Alef Bet: The widespread adoption of sports betting has led to several scandals involving players and coaches. But with prediction markets, you can bet on anything. Will stories like this one become the norm? “Two Israelis have been charged with using classified military information to place bets on how future events will unfold.” I covered this topic in detail yesterday. As I wrote in ‘Dict Picks, I believe the increasing popularity of prediction markets will cause a gambling addiction scourge the likes of which we’ve never seen.

+ Tariff Not Now, When? “The House voted Wednesday to slap back President Donald Trump’s tariffs on Canada, a rare if largely symbolic rebuke of the White House agenda as Republicans joined Democrats over the objections of GOP leadership.”

+ I Need Another ‘Gram: “Mosseri said that he didn’t think that it was possible to be addicted to Instagram but that “problematic use” was possible, though it varies from person to person.” Instagram chief denies social media can be ‘clinically addictive’ in landmark case.

+ Lead Balloon: “Officials targeted what they thought was a drug cartel drone, but turned out to be a party balloon, they said.” Border Officials Are Said to Have Caused El Paso Closure by Firing Anti-Drone Laser.

+ Nut Givin’ Up My Shot: “It’s hard to recall a regulator who has done as much damage to medical innovation in as little time as Vinay Prasad. In his latest drive-by shooting, the leader of the Food and Drug Administration’s vaccine division rejected Moderna’s mRNA flu vaccine without even a cursory review.
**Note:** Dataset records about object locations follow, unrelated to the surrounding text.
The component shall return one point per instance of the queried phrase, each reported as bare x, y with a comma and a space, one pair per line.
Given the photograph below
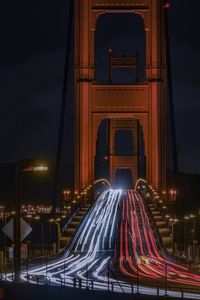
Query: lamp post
26, 165
173, 222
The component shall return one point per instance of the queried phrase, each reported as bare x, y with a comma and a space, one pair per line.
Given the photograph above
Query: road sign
8, 229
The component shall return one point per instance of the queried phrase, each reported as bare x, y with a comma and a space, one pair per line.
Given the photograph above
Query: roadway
115, 216
141, 253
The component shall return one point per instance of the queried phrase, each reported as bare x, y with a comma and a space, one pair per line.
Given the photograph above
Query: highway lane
93, 246
92, 249
140, 253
This is arbitrary government at its worst.” WSJ Editorial Board: Vinay Prasad’s Vaccine Kill Shot.

+ Your Place Or Mine(field): “Security measures once reserved for presidents and royalty—safe rooms, biometric access controls, laser-powered perimeter defenses—are now mainstream items in luxury homes. Executive-protection teams and armed guards patrol gated enclaves and suburban estates, while tech startups are rolling out predictive threat-detection systems built for the ultra-wealthy. The shift reflects a hardening view among the affluent: Traditional policing and communal safety are no longer enough, so security is being privatized, customized.” WSJ (Gift Article): The Mega-Rich Are Turning Their Mansions Into Impenetrable Fortresses.

6. Bottom of the News

Everything good about the early internet seems to have disappeared. Even cat videos have changed. They used to refer to videos of cats that humans could watch. Now they refer to content created for your pet. TV, It’s Not Just for Humans Anymore. (My beagles got bored with this stuff and now mostly just use AI to confirm their preconceived biases about my cats.)